Papers Explained 37: FastBERT

Published in

DAIR.AI

3 min readMar 17, 2023

FastBERT is a novel speed-tunable language transformer with adaptive inference time.

FastBERT consists of backbone and branches. The backbone is built upon 12-layers Transformer encoder with an additional teacher-classifier, while the branches include student-classifiers which are appended to each Transformer output to enable early outputs.

The backbone consists of three parts: the embedding layer, the encoder containing stacks of Transformer blocks, and the teacher classifier. The structure of the embedding layer and the encoder conform with those of BERT.

The teacher classifier extracts in-domain features for downstream inferences. It has a fully-connected layer narrowing the dimension from 768 to 128, a self-attention joining a fully-connected layer without changes in vector size, and a fully-connected layer with a softmax function projecting vectors to an N-class indicator pt.

Branches

To provide FastBERT with more adaptability, multiple branches, i.e. the student classifiers, in the same architecture as the teacher are added to the output of each Transformer block to enable early outputs, especially in those simple cases.

PreTraining

The pre-training of backbone resembles that of BERT in the same way that our backbone resembles BERT. FastBERT does not even need to perform pre-training by itself, for it can load high-quality pre-trained models freely.

Fine-tuning for backbone

For each downstream task, we plug the task-specific data into the model, fine-tuning both the major backbone and the teacher classifier. At this stage, all student classifiers are not enabled.
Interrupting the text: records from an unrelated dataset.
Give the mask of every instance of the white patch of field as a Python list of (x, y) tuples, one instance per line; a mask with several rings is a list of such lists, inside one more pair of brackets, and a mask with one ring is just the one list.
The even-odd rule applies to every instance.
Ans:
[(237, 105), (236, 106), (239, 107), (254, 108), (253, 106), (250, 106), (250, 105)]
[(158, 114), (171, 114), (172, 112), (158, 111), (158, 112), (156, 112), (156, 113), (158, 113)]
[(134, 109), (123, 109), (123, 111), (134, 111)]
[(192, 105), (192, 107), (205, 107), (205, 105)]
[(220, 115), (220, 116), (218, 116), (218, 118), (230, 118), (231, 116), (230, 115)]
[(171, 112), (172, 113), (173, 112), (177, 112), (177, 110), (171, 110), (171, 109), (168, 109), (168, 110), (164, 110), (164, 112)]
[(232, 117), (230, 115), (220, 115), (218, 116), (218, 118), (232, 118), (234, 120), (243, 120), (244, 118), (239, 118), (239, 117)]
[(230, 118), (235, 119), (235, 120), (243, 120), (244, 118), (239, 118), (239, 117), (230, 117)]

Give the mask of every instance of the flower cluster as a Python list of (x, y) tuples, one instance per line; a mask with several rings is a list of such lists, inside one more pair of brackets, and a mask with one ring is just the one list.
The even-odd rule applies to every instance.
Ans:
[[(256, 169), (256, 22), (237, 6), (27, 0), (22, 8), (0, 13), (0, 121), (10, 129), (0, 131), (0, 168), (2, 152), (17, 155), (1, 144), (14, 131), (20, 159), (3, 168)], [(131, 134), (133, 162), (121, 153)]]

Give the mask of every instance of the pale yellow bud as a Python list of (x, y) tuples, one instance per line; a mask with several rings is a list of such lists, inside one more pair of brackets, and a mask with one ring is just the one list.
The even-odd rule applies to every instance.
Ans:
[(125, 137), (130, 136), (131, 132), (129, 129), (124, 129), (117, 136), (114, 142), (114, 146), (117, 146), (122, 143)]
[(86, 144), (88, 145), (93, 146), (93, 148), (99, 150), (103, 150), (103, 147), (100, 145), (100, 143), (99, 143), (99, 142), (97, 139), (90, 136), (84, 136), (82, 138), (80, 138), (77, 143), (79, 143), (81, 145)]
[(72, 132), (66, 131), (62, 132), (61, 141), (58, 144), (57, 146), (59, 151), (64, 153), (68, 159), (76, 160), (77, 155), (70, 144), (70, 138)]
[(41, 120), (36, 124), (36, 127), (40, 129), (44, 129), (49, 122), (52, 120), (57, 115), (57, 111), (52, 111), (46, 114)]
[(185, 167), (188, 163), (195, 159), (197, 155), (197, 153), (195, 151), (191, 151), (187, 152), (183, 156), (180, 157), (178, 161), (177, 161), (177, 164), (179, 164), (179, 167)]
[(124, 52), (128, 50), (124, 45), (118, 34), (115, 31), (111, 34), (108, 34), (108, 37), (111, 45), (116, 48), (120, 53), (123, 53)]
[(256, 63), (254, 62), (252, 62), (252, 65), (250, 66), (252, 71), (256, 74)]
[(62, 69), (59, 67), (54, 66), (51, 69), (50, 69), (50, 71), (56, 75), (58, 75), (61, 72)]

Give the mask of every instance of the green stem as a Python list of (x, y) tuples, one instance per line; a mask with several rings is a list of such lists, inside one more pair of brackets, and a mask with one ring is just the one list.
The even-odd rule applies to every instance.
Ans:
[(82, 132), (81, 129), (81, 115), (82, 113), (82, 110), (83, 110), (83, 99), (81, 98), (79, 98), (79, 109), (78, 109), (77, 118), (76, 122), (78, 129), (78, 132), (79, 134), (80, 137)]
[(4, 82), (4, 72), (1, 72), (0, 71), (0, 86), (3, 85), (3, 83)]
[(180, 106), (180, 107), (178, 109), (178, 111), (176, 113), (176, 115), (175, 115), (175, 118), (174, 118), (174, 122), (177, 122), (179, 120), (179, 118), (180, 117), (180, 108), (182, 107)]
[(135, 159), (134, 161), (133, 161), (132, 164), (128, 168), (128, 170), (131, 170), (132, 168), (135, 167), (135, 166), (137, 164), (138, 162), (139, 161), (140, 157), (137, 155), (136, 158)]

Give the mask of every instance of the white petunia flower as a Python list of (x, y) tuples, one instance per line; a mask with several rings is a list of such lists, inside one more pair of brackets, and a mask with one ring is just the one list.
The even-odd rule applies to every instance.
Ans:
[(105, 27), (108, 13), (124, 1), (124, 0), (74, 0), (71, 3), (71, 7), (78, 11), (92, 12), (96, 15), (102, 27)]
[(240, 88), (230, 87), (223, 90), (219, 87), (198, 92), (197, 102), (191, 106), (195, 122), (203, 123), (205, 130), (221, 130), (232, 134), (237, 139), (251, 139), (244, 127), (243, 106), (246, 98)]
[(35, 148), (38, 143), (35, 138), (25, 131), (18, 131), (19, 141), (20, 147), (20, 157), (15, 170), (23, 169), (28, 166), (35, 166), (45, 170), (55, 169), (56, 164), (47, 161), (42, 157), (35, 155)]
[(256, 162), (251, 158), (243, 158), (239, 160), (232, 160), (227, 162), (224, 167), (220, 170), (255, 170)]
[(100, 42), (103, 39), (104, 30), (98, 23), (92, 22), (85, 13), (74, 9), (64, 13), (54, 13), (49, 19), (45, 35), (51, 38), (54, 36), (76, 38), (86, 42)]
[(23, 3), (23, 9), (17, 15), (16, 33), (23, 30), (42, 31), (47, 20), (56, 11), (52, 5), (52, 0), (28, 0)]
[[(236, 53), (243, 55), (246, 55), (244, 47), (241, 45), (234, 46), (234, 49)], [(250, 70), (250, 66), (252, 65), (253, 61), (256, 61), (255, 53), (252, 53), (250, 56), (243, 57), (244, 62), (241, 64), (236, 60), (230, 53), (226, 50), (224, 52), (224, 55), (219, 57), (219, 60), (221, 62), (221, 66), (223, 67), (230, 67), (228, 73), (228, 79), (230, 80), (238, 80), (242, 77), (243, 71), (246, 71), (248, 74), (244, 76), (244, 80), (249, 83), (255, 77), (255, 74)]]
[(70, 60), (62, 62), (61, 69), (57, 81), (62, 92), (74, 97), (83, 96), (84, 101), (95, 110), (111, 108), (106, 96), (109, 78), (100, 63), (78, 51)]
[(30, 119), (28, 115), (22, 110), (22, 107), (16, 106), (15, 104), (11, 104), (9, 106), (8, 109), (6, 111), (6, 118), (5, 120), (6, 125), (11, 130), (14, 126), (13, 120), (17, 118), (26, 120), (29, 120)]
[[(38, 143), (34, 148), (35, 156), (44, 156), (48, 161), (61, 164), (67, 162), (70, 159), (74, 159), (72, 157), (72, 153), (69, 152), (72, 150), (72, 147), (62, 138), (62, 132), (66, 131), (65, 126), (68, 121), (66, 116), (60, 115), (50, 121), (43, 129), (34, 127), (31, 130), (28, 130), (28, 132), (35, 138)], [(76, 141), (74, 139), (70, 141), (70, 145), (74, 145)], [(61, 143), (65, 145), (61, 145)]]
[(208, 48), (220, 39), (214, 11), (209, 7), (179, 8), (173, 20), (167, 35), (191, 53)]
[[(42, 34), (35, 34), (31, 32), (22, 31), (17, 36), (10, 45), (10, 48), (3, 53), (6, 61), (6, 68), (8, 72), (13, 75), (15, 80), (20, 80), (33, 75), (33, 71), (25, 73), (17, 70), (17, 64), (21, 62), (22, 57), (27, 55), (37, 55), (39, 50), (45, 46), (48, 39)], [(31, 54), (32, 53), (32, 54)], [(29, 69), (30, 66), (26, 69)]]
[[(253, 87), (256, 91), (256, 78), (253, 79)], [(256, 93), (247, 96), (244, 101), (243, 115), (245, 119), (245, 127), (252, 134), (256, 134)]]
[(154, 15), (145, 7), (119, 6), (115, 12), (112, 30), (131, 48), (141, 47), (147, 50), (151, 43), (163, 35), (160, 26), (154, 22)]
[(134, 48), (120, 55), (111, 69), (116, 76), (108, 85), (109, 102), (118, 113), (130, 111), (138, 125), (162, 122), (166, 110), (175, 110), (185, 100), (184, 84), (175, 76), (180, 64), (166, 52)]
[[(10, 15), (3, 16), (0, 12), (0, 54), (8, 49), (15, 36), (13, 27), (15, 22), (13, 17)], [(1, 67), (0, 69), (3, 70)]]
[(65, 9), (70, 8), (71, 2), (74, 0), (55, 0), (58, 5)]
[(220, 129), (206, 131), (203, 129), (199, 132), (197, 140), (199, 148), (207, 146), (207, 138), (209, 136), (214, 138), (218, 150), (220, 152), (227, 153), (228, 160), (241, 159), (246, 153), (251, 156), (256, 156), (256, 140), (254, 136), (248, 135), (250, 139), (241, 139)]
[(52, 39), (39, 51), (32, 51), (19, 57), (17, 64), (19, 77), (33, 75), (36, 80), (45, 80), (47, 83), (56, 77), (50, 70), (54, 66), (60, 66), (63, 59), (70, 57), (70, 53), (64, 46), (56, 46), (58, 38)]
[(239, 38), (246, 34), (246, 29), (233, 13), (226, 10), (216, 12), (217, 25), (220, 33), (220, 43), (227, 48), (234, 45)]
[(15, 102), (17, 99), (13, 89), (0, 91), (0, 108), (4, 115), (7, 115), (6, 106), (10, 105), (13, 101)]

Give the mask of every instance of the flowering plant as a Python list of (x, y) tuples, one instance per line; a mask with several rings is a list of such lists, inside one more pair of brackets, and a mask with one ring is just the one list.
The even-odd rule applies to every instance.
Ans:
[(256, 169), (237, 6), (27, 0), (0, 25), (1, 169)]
Self-distillation for branch

With the backbone well-trained for knowledge extraction, its output, as a high-quality soft-label containing both the original embedding and the generalized knowledge, is distilled for training student classifiers.

As students are mutually independent, their predictions ps are compared with the teacher soft-label pt respectively, with the differences measured by KL-Divergence.

As there are L - 1 student classifiers in the FastBERT, the sum of their KL-Divergences is used as the total loss for self-distillation.

Since this process only requires the teachers output, we are free to use an unlimited number of unlabeled data, instead of being restricted to the labeled ones.

Moreover, our method differs from the previous distillation method, for the teacher and student outputs lie within the same model.

Adaptive inference

FastBERT performs inference in an adaptive manner, which means we can adjust the number of executed encoding layers within the model according to the sample complexity.